For commercial property landlords, there are a host of costs and charges relating to the maintenance and general upkeep of their premises. These aren’t just designed to protect their investments; they’re also aimed to giving tenants a safe and secure place to work.

That’s why commercial tenants are often the subject of commercial property management fees or service charges. This arrangement is often a bone of contention between landlords and tenants, simply because both parties often differ in their views of what constitutes a unit’s acceptable state of repair.

What is a commercial service charge?

This is a fee that commercial landlords can command from their tenants to recover the costs of maintaining and repairing their commercial property, when necessary. Of course, service charges will usually relate to damage caused by the tenant, as well as general wear and tear through the years.

Although the tasks included in a commercial property service charge will differ from unit to unit, a commercial tenant can typically expect their service charge to cover the following:

  • General interior (or structural) repairs

  • Cleaning (including communal areas)

  • Refuse and recycling collection

  • Central heating

  • CCTV security

  • Air conditioning systems

  • Insurance costs

  • Property management fees – we’ll go into these in more detail shortly…

Commercial landlords can only demand service charges to recover the costs associated with the upkeep and maintenance of the premises. In the event that more sizeable repairs or maintenance work is required, landlords are duty-bound to give tenants a range of contractor quotes to undertake the work. The work will only begin once the landlord and tenant have reached an agreement on the price.

An introduction to property management fees

Property management fees can be included as a separate line item in a commercial service charge, as we’ve already disclosed. In some cases, commercial landlords will employ an agent to manage their commercial premises. This may be because their portfolio is too large to manage themselves or they don’t live close enough to keep on top of things.
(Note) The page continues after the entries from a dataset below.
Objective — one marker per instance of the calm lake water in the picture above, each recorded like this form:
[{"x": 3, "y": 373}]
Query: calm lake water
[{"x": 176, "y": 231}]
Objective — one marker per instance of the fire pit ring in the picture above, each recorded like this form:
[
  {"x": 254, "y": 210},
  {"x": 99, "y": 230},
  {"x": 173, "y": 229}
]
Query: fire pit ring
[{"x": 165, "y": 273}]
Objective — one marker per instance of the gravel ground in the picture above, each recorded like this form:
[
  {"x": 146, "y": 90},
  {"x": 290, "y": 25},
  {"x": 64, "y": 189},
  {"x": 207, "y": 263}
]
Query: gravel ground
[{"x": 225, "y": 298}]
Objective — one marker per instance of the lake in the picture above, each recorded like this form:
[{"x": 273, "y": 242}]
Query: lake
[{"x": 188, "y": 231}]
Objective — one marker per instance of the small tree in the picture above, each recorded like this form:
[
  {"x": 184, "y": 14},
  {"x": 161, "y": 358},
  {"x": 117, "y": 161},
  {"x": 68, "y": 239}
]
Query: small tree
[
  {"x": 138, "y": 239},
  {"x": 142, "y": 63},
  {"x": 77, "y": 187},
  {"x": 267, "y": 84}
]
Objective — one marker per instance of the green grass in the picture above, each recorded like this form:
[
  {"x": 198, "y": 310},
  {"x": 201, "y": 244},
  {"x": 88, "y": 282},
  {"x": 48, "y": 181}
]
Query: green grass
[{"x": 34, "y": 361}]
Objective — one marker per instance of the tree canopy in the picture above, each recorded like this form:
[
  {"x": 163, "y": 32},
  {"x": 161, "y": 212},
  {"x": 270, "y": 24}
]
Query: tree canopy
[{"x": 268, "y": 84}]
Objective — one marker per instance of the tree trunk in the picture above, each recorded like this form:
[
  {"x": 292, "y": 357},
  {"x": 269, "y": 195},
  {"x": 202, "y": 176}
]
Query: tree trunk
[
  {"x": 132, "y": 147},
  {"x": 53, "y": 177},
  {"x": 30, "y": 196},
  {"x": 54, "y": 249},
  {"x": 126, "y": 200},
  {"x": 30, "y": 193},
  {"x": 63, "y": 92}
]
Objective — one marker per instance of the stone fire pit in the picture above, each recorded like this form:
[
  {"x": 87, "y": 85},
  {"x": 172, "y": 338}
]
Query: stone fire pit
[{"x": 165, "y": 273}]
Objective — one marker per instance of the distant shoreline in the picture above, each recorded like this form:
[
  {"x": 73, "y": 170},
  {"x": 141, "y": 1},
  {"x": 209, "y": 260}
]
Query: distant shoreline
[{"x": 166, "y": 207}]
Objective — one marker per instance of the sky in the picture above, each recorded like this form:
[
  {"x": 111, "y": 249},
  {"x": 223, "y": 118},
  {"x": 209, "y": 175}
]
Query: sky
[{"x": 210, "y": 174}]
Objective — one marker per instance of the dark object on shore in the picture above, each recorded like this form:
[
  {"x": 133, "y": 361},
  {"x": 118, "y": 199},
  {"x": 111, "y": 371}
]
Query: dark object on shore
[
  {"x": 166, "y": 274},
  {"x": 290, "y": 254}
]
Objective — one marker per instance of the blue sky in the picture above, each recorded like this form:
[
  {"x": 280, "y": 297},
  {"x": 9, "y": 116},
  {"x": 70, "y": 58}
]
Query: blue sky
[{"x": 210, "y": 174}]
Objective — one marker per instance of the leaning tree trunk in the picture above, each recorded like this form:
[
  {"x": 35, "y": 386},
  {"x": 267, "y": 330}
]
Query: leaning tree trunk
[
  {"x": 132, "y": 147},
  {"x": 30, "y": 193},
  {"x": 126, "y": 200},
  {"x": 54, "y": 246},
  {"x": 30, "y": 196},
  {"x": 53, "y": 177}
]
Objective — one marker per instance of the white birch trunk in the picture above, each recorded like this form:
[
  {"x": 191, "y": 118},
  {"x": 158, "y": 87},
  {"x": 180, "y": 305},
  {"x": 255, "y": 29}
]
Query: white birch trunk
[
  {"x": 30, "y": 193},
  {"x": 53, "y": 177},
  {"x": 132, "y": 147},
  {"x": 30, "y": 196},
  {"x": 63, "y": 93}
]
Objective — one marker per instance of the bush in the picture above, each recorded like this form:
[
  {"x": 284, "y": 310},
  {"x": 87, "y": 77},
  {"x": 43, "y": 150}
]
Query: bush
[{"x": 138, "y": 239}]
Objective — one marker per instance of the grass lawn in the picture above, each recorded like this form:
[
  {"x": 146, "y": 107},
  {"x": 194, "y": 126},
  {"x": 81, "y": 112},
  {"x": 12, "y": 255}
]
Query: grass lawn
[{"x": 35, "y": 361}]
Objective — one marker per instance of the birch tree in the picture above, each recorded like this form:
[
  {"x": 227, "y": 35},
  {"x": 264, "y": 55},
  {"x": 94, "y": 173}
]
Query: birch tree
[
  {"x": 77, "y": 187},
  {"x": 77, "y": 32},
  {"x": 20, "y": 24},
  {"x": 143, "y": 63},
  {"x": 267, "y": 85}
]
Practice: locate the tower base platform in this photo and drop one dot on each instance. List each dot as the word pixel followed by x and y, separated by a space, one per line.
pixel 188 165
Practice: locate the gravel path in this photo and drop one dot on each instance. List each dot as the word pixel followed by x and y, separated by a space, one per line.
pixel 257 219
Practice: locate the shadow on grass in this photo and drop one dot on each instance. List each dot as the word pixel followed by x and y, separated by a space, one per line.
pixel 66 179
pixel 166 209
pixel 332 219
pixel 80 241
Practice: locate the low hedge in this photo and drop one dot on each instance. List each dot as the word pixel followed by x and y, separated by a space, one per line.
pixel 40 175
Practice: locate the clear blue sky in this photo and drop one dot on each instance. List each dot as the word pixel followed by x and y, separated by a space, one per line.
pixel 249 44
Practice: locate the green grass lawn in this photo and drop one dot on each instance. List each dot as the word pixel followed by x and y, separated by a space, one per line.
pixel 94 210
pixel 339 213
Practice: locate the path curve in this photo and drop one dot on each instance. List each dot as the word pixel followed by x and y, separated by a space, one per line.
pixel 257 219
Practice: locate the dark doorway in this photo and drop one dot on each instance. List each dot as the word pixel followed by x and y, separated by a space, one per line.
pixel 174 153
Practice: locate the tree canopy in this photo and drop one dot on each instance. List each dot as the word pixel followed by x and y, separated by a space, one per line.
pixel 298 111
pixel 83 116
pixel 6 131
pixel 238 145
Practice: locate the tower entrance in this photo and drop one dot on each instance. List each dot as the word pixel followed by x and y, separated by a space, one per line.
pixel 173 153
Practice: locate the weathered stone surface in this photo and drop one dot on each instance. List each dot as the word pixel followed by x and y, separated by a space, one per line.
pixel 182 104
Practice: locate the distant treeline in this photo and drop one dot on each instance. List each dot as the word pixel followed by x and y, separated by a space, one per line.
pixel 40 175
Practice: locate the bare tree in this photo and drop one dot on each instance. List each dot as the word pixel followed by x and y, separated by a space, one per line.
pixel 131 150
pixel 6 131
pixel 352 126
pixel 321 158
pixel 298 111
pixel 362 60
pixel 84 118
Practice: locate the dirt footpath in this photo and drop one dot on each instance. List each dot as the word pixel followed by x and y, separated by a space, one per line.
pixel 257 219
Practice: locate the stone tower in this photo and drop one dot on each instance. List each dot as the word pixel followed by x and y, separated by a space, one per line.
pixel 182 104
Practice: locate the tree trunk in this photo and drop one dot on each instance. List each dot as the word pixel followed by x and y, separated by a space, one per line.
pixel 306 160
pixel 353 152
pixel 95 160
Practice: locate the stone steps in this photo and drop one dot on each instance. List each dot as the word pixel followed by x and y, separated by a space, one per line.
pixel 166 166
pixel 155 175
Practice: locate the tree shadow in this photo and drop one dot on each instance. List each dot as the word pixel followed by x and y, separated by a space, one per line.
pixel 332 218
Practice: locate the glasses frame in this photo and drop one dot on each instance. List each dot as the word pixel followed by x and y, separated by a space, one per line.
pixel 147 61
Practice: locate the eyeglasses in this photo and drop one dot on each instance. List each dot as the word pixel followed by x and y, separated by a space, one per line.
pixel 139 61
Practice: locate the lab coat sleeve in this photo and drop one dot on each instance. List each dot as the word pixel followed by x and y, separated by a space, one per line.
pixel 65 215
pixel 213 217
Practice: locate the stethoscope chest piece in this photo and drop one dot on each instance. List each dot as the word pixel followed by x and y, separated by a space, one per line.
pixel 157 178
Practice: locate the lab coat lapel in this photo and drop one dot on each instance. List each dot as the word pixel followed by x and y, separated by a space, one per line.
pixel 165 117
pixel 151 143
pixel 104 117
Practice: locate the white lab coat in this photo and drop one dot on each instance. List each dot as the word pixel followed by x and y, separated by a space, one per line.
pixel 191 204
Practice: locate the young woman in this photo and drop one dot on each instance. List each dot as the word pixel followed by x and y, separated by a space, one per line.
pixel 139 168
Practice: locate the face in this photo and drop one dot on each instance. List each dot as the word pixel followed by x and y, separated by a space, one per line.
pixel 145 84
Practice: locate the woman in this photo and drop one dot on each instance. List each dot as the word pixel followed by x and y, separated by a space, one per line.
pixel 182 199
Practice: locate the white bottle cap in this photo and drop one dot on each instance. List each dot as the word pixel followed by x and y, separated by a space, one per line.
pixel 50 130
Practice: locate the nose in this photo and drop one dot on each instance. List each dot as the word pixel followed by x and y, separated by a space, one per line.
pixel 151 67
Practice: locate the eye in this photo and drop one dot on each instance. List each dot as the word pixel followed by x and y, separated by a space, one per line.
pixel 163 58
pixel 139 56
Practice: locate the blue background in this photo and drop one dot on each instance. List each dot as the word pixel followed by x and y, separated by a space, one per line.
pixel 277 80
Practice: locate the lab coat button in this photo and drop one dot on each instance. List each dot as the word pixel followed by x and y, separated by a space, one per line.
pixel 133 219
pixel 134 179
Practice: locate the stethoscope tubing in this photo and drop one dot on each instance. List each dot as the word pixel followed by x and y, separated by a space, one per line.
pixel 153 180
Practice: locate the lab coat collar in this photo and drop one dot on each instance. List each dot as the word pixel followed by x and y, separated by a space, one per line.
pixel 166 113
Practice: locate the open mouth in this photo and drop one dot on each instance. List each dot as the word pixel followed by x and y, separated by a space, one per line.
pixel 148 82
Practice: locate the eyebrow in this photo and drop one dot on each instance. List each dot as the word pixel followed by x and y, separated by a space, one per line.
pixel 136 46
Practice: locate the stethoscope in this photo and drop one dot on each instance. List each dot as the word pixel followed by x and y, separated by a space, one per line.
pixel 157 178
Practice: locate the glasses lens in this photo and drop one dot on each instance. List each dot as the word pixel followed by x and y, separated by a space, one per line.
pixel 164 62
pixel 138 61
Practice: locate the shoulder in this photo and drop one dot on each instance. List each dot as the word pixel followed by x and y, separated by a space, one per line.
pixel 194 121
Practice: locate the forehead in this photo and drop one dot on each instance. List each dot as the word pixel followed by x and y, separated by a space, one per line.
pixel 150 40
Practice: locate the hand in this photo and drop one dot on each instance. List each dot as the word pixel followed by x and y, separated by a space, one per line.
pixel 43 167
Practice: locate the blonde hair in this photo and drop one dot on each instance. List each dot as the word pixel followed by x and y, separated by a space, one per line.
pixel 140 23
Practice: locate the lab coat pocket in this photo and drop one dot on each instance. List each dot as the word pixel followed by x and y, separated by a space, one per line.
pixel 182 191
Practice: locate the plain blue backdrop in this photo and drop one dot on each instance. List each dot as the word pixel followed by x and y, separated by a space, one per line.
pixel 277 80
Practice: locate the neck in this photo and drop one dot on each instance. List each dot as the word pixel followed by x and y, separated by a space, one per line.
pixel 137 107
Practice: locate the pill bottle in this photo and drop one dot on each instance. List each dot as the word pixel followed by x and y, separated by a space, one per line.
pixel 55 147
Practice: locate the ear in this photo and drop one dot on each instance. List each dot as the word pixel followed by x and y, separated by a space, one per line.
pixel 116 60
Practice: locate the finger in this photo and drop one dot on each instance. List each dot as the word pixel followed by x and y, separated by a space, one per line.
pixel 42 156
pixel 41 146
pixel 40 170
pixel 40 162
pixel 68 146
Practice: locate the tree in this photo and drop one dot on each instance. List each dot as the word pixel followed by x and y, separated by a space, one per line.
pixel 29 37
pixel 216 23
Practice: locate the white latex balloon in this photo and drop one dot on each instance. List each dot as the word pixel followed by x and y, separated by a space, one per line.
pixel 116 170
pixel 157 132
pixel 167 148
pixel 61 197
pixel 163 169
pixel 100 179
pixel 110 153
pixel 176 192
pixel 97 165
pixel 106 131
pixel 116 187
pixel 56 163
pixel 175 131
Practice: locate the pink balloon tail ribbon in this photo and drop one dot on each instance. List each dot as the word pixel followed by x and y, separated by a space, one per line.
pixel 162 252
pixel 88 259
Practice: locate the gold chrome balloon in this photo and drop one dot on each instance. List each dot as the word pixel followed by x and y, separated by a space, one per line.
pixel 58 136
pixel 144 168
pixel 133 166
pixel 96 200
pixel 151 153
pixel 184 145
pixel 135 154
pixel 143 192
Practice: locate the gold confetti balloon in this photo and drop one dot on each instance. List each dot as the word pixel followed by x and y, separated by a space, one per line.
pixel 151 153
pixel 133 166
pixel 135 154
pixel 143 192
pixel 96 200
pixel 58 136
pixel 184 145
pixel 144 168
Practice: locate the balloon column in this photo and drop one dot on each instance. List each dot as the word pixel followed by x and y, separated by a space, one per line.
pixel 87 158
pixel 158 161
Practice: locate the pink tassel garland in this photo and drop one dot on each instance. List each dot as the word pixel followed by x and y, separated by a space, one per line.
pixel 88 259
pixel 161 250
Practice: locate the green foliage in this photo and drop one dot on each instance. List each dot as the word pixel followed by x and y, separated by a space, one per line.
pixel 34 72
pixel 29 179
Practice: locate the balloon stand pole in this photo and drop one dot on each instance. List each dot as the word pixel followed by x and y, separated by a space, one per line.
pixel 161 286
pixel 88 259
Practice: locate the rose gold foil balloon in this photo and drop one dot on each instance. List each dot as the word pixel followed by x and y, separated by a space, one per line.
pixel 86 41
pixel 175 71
Property management firms will charge a fee to your landlord in this event, which some landlords choose to recover through a tenant’s commercial service charge. There are various types of property management fee structures used today, including:

  • Fixed fee property management
    Property management firms will sometimes charge landlords a fixed monthly fee for their services. This gives landlords certainty that there won’t be any surprise service charges and this can be factored easily into a tenant’s service charge.

  • Revenue share property management fees
    Some property management firms will prefer to ask for a revenue share arrangement with the landlord. Whereby they take an agreed percentage of the revenue generated by the landlord, rather than paying the rent directly to the landlord.

  • Guaranteed rent property management fees
    In some instances, property management firms will agree to pay the landlord a fixed rent price and the firm will then be given the right to sub-let the property and charge a higher rent – with their income being the difference between the two prices.

Percentage of rent property management fees
Commercial landlords can sign a property management agreement, which gives the management firm permission to rent out the unit on the landlord’s behalf. They can collect the rent and handle the day-to-day management of the tenant and the property. The property management firm will typically take anything between 10-15% out of the monthly rent as their charge for this.